Dublin People

Irish healthcare workers reveal “unimaginable cruelty” in Gaza 

Palestinians inspect the damage following a raid by Israeli forces in the Jabalia refugee camp in the northern Gaza Strip on May 30, 2024. (Picture credit: Mahmoud Issa/Reuters)

By Dr Angy Skuce  Irish Healthcare Workers for Palestine 

Last week, the UN Security Council was told in a briefing that conditions in the Gaza Strip are ‘unfit for human survival’.  

Despite protests all over the world, and repeated calls by the UN, the World Health Organisation, Unicef, Oxfam, Trocaire and many more for an end to the violence and provision of humanitarian aid, Israel’s murderous assault on Gaza is intensifying.

79% of the Gaza strip is under evacuation orders by the Israeli military. 

Al Mawasi, the ‘safe zone’ has minimal facilities and is frequently bombed by the Israeli military.

Israel’s siege on the North of Gaza has blocked almost all aid from entering for over a month – food, water, fuel, medical supplies. 

Requests by the UN to deliver food and essential supplies to injured starving people are repeatedly denied. 

On Monday November 11th, the World Food Programme was allowed by Israel to deliver food to Beit Hanoun in Northern Gaza, where many displaced people were sheltering. 

Soon after the delivery, the Israeli military attacked the aid distribution centre, leaving mass casualties. 

In one of the houses destroyed that day were Dr Mohammed Shbat, his wife Dr Deema Ashour, and their daughter Ala. 

They, along with 30 other people whom they were sheltering, were killed.  

Irish Healthcare Workers for Palestine are in daily contact with our colleagues in Gaza.

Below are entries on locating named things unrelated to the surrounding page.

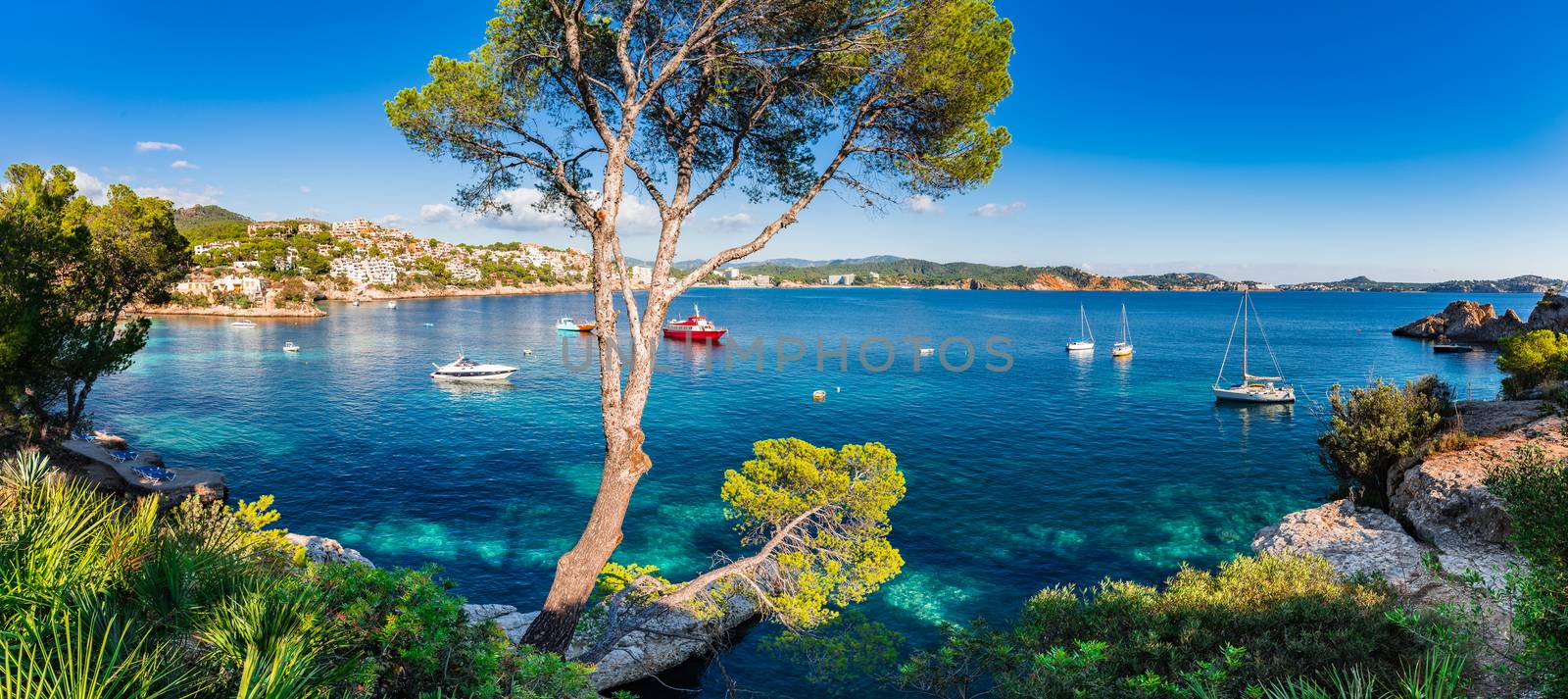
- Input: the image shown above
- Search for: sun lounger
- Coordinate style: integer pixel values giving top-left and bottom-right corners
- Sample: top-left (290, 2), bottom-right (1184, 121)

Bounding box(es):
top-left (130, 466), bottom-right (174, 482)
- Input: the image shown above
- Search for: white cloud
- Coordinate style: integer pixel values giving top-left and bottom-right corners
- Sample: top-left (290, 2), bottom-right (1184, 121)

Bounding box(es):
top-left (974, 202), bottom-right (1024, 218)
top-left (136, 185), bottom-right (222, 207)
top-left (713, 212), bottom-right (751, 228)
top-left (66, 165), bottom-right (108, 204)
top-left (418, 186), bottom-right (659, 233)
top-left (904, 194), bottom-right (943, 213)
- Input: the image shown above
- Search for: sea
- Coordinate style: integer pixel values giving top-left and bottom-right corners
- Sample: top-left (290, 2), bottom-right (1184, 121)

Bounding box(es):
top-left (89, 288), bottom-right (1539, 696)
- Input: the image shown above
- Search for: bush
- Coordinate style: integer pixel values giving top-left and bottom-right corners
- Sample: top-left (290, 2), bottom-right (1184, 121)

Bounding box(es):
top-left (900, 555), bottom-right (1422, 697)
top-left (1317, 377), bottom-right (1452, 510)
top-left (0, 455), bottom-right (594, 699)
top-left (1497, 330), bottom-right (1568, 398)
top-left (1487, 445), bottom-right (1568, 697)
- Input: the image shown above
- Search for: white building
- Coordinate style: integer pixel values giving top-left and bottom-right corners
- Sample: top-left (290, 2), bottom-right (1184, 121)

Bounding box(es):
top-left (332, 218), bottom-right (376, 238)
top-left (447, 260), bottom-right (480, 282)
top-left (191, 240), bottom-right (240, 256)
top-left (212, 275), bottom-right (264, 301)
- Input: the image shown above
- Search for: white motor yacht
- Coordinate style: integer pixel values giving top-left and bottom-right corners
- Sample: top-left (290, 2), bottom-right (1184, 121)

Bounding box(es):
top-left (429, 354), bottom-right (517, 380)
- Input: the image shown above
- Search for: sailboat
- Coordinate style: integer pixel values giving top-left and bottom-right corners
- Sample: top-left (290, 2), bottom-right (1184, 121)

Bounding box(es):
top-left (1110, 304), bottom-right (1132, 357)
top-left (1213, 291), bottom-right (1296, 403)
top-left (1068, 304), bottom-right (1095, 353)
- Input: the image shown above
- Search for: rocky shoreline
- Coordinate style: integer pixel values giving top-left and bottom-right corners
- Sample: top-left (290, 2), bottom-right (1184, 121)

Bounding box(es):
top-left (1394, 291), bottom-right (1568, 343)
top-left (1252, 401), bottom-right (1568, 696)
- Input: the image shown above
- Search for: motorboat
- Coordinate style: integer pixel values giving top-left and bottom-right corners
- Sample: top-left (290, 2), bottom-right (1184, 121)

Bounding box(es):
top-left (1068, 304), bottom-right (1095, 353)
top-left (1110, 304), bottom-right (1132, 357)
top-left (1213, 291), bottom-right (1296, 403)
top-left (555, 315), bottom-right (596, 332)
top-left (664, 304), bottom-right (729, 342)
top-left (429, 354), bottom-right (517, 380)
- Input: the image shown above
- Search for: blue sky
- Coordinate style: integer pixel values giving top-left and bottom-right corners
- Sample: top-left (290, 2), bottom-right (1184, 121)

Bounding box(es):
top-left (0, 0), bottom-right (1568, 282)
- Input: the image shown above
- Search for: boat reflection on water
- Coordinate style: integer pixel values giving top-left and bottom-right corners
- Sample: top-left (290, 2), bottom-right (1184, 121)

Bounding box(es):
top-left (431, 380), bottom-right (517, 398)
top-left (1213, 401), bottom-right (1296, 447)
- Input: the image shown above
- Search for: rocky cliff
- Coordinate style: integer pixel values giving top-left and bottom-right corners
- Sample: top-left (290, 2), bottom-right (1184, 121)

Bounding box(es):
top-left (1252, 401), bottom-right (1568, 696)
top-left (1394, 291), bottom-right (1568, 342)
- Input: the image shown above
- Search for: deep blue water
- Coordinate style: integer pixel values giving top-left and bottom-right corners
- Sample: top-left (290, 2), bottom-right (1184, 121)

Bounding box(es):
top-left (91, 288), bottom-right (1537, 696)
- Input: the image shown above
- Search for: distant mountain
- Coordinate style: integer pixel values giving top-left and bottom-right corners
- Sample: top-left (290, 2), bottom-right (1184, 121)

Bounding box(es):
top-left (174, 204), bottom-right (251, 243)
top-left (1280, 275), bottom-right (1563, 293)
top-left (1427, 275), bottom-right (1568, 293)
top-left (174, 204), bottom-right (251, 225)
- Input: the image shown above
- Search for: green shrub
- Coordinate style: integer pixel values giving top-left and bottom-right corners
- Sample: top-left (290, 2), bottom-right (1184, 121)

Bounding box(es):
top-left (0, 456), bottom-right (594, 699)
top-left (1497, 330), bottom-right (1568, 398)
top-left (902, 555), bottom-right (1422, 697)
top-left (1317, 377), bottom-right (1452, 510)
top-left (1487, 445), bottom-right (1568, 697)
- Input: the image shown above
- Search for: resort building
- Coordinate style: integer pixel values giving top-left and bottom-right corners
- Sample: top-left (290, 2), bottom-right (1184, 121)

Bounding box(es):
top-left (447, 262), bottom-right (480, 282)
top-left (327, 257), bottom-right (397, 283)
top-left (332, 218), bottom-right (376, 238)
top-left (191, 240), bottom-right (240, 256)
top-left (212, 275), bottom-right (264, 303)
top-left (245, 221), bottom-right (288, 235)
top-left (627, 265), bottom-right (654, 287)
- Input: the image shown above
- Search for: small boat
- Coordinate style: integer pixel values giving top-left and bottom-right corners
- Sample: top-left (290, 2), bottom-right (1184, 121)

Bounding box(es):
top-left (664, 304), bottom-right (729, 342)
top-left (1068, 304), bottom-right (1095, 353)
top-left (429, 354), bottom-right (517, 380)
top-left (1110, 304), bottom-right (1132, 357)
top-left (1213, 291), bottom-right (1296, 403)
top-left (555, 315), bottom-right (594, 332)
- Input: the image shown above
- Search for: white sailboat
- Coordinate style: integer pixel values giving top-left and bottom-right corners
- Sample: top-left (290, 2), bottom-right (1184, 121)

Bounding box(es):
top-left (1110, 304), bottom-right (1132, 357)
top-left (1213, 291), bottom-right (1296, 403)
top-left (1068, 304), bottom-right (1095, 353)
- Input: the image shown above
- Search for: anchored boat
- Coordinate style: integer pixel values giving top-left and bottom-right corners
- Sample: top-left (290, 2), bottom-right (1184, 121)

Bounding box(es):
top-left (429, 354), bottom-right (517, 380)
top-left (1068, 304), bottom-right (1095, 353)
top-left (664, 304), bottom-right (729, 342)
top-left (1213, 291), bottom-right (1296, 403)
top-left (1110, 304), bottom-right (1132, 357)
top-left (555, 315), bottom-right (596, 332)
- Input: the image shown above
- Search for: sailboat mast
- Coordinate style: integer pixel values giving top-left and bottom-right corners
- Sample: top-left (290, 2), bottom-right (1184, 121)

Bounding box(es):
top-left (1242, 291), bottom-right (1252, 375)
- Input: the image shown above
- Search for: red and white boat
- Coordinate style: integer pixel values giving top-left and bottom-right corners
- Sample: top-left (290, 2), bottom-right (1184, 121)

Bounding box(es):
top-left (664, 304), bottom-right (729, 342)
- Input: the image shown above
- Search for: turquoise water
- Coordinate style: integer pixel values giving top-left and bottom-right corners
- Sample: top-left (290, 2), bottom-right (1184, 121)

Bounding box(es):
top-left (91, 288), bottom-right (1537, 696)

Every day, we share on social media a photo and description of a healthcare worker who has been killed, or abducted and detained.   

Detained somewhere like Sde Teinem, where sick prisoners are shackled to their bed for weeks on end, blindfolded, and forced to wear nappies, hands and feet needing to be amputated because of injuries from the shackles.  

The testimony of hundreds of our colleagues – doctors from all over the world – is of unimaginable cruelty, worse than any of them have seen in any other conflict zone: little children, shot in the head and in the heart ‘where I would put my stethoscope’: a nurse, shot in the chest by a quadcopter that flew into the operating theatre where he was working: a doctor, made to strip and stand naked for 2 days and 2 nights because he wouldn’t leave his patients, urinating and defaecating where he stood – and then being allowed to care for his patients, still naked, as the Israeli soldiers laughed.  

Ireland is still trading with Israeli settlements in Occupied Palestine that are deemed illegal under international humanitarian law.

We are still playing Israeli national sports teams.

We are still importing goods and services from companies that profit from breaches of human rights.

Ireland invented the boycott in 1880, when we turned our backs on Charles Cunningham Boycott, an English land agent who evicted 1 too many families in Co.Mayo.

We did it again in 1984 when a small group of Dunnes Stores workers refused to handle South African fruit, in protest against the apartheid regime there.  

There is a genocide happening in Gaza, and we need to boycott the State that is guilty of perpetrating it.

Irish mothers are boycotting Israeli baby wipes. Irish farmers are boycotting Israeli potatoes.

Irish Healthcare workers are boycotting Israeli medication.

Everyone can do their bit – call on your public representatives to enact the Occupied Territories Bill and ban trade with illegal settlements; demand an end to arms transiting through airport or Irish airspace; tell them to end the EU-Israel trade agreement. 

When your grand-children ask what you were doing when the people of Palestine were being slaughtered in their tens of thousands, what will you say?